All Out Of Sympathy

A New England talk show (Howie Carr) kicked off his 3 O’Clock hour by discussing a criminal case in Milford, Massachusetts. Last week, there was a horrific hit and run case. Saturday night, a guy in a pickup truck ran down Matthew Denice, who was riding his motorcycle. The truck driver panicked and floored it, tearing down well over half a block before the shouting from pedestrians got him to stop — they were horrified that he was dragging Denice under his truck. At that point, Denice got out from under the truck — at which point the driver, still panicking, slammed the truck into reverse and jockeyed into a better position to get away, and fled into the night — running over the rider a second time.

 

Mr. Denice didn’t survive. But enough witnesses got enough details of the murder truck, and police discovered they were quite familiar with the suspect.

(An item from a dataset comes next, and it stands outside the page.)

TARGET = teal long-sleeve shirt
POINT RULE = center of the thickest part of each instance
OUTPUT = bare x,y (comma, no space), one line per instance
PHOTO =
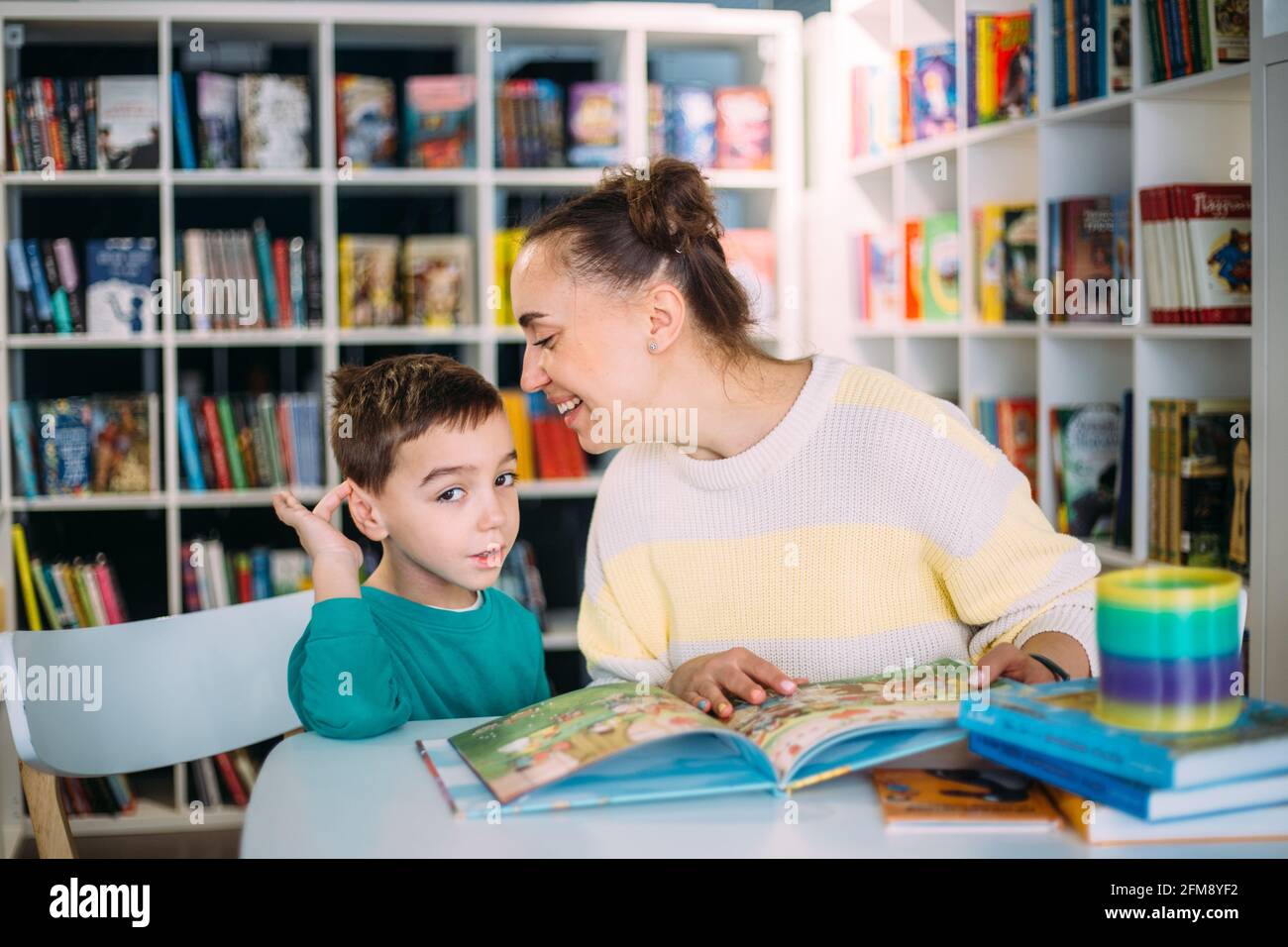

He has a lengthy record — several motor vehicle violations (mainly driving without a license), assault and battery of a police officer, assault and battery of a public employee, and breaking and entering are among the highlights.

 

Oh, and one more point: he is an illegal alien from Ecuador.

 

Now, this might have been discovered and acted upon before he allegedly killed Mr. Denice, but Massachusetts’ governor had made certain his “rights” were protected. There’s a federal immigration program called “Secure Communities,” where local law enforcement officials can check the immigration status of people they arrest or otherwise detain. Governor Patrick, who has never passed on an opportunity to suck up to illegal aliens (he’s a fierce supporter of giving in-state tuition to illegal aliens), blocked the state from participating. So Mr. Nicolas Guaman dodged several chances to have his immigration status exposed.

 

Howie Carr coupled this horrific story with another from California last week, when another alleged illegal alien allegedly pulled a hit and run — this time killing a four-year-old boy in a crosswalk.

 

Now, most defenders of illegal aliens like to say things like “there’s no such thing as an illegal person” and “we shouldn’t go after every illegal alien, but only those who commit crimes.” Well, that fails, because of the old aphorism: “Oh, what a tangled web we weave/when first we practice to deceive!”

 

One crime, one deception, one evasion always leads to more. It’s virtually inevitable.

 

Here are two cases of illegal aliens. They have the need to get around, so they get a motor vehicle. But because they’re illegals, they can’t get a driver’s license and they can’t legally register the vehicle. And because the vehicle isn’t registered, the insurance companies won’t sell the owner a policy. (New Hampshire doesn’t have mandatory insurance, but every other state does.) That means when they get in their vehicle to get around, they’re breaking three laws.They can sometimes try to sneak by under the radar by forging or stealing a license plate, but that just adds a fourth crime to the deed.

 

And when they get into an accident, that’s when hell breaks loose. They simply can’t afford to have the police investigate them, because then their crimes will be instantly exposed. So they run.

 

And why not? They’re already screwed six ways to Sunday. Adding “leaving the scene of an accident” isn’t that much more risk, compared to the possible benefits of getting away clean. Toss in the fact that the car is unregistered, then it might even be safely ditched, and the driver might never be linked to the vehicle — and the accident.

 

One of Bob Dylan’s most memorable lyrics was some very sound advice: “to live outside the law, you must be honest.” (I, personally, first heard about it when it was quoted by Elliot S! Maggin, who used it extensively in his Superman novel, “Last Son Of Krypton.”) It’s very sound advice — if you’re wanted by the police, or doing something illegal, then you absolutely need to minimize the laws you break to draw as little attention to yourself. If you’re carrying drugs in your car, don’t speed, don’t run red lights, don’t weave in and out of traffic — obey all the laws you can.

 

The problem is, illegal aliens almost have to break laws every day just to get by. Labor laws, if they work. Identity theft or forgery laws, if they try to get a “legit” job. Motor vehicle laws, as above.

 

Which is why we not only need our comprehensive immigration reform (which must include serious enforcement measures, something the folks who usually use that phrase don’t like to hear), but to improve our ways of identifying illegal aliens when they do come acropper of the law.

 

There were many opportunities to identify Mr. Gauman as an illegal alien, through his many encounters with the law because he just couldn’t control himself and kept breaking the law. But that never happened, and now a 24-year-old young man is dead.

 

But at least we know the local cops, when they arrested Mr. Gauman several times, didn’t racially profile him. I guess that makes it all better.

 

At this point, I am ready to trot out the old line about “sympathy.” If you want to find it, look in the dictionary — it’s between shit and syphilis.